Women of the Loom
In the rural ares of Morocco, weaving involves the social gathering of women. Berber women sing and chant about times of prosperity and romance and tell tales of superstition and magic as work. Berber women are the main weavers of decorative textiles and are assisted by their daughters or young girls learning the craft.
For these women weaving is an age-old tradition, passed down from generation to generation. A Berber girl traditionally learned the art of weaving from female relatives. It is a skill that commands great respect and prestige. All phases of yarn production - washing, spinning, and dyeing - are done by women in nearly all the various Berber tribes of Morocco. We traveled to the source of Les Nomades de Marrakech's contemporary rugs, otherwise known as Mrirt rugs and met the beautiful, talented Berber women that specialize in art of weaving.
The women kneel or sit as they work at looms, taller than they are, that look like bunk bed frames. They weave by hand, working in cooperatives of about 15 to 40, and sometimes one picks up where another leaves off. It usually takes weeks to make a carpet, but for the most involved rugs, it can take months.
Weaving in Morocco is a living thing – it is an ancient art form that is rooted in tradition and tribal boundaries, but not confined by the past. Incredibly, it manages to transcend time, adapting to the modern age and creating new patterns of expression that are now recognized worldwide as part of the Moroccan lexicon of weaving.
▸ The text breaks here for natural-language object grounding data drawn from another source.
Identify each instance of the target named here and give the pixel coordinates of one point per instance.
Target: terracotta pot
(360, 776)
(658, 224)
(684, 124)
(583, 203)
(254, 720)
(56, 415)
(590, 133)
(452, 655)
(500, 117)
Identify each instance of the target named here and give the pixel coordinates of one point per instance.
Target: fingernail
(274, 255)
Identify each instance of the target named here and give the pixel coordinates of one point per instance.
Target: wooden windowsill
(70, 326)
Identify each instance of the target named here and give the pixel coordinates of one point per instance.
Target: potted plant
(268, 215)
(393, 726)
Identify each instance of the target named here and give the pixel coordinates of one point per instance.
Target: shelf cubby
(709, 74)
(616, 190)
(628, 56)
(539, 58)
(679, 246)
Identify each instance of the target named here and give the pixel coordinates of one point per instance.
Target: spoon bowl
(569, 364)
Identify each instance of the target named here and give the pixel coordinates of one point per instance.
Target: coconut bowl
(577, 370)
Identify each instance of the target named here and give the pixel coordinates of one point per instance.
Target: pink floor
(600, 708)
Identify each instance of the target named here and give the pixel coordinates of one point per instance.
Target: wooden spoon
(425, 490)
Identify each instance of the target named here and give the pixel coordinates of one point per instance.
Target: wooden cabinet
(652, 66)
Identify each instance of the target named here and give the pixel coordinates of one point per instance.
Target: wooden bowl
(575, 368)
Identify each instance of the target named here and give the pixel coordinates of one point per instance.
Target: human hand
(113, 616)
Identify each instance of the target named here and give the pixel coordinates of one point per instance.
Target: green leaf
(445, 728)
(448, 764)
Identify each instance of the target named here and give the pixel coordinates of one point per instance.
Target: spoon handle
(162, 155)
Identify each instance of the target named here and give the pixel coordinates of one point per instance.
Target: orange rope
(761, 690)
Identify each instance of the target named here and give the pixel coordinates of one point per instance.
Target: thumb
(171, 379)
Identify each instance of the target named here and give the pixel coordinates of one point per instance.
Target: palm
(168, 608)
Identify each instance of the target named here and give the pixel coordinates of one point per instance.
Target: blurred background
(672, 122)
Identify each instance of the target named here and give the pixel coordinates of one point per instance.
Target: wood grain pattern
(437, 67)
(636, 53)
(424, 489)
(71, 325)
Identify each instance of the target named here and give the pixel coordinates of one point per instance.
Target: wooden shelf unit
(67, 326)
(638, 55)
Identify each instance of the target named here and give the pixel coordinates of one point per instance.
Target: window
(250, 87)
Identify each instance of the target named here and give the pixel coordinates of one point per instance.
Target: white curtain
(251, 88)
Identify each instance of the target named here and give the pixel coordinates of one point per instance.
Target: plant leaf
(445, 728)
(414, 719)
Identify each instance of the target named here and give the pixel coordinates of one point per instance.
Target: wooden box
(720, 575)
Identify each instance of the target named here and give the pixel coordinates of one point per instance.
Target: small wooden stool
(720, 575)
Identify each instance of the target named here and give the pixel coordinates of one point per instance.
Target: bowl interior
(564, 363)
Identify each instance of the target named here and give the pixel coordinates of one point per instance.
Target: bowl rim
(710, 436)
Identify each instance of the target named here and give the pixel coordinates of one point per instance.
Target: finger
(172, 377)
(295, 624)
The weaving loom used to create weaving remains the ultimate symbol of magical protection. It is looked upon as a living things and treated as such. The loom is thought to possess 'barakah.' Barakah is an Arabic term meaning blessing. It's is the attachment of divine goodness to a thing, so if it occurs in something little, it increases it.
During the process of yarn production there is a constant awareness of the spirit world on the part of the weaver. Wool is considered lucky but the weaver must always be on her guard that evil does not enter between the threads during weaving. Mushts, the weaver's hammer combs, have handles carved with designs meant to avert evil. Symbols of these tools are also woven into many Moroccan tribal carpets.
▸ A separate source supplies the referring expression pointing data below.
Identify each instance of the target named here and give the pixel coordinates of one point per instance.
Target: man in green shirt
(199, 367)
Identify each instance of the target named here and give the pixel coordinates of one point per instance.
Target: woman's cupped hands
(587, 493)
Before beginning to weave, the women will say a quick prayer, 'Bismillah!' (In the name of Allah) to ensure good fortune and presumedly to protect the progress of the rug while it is still in its fragile development period. If the weaver takes all the necessary precautions in remembering the number and combination of threads to produce a design, the finished textile will not only give aesthetic pleasure, but contain power, or barakah. It will act as a 'power shield' against the evil eye and the djoun. The overall design of these textiles can be looked upon as a woven 'net' affording protection against evil forces. Berbers believe that their finished weavings evoke a power capable of protecting not only the weaver and her family, but the textile itself.
Although the majority of rural women in Morocco are illiterate, weaving has survived without textbooks or trade schools for generations. Older women weavers who train the younger, unwed girls have always passed down the skills orally. This transference of knowledge where the young apprentices learn the skills and take the reins is critical for the strength and survival of weaving as a cultural patrimony in Morocco.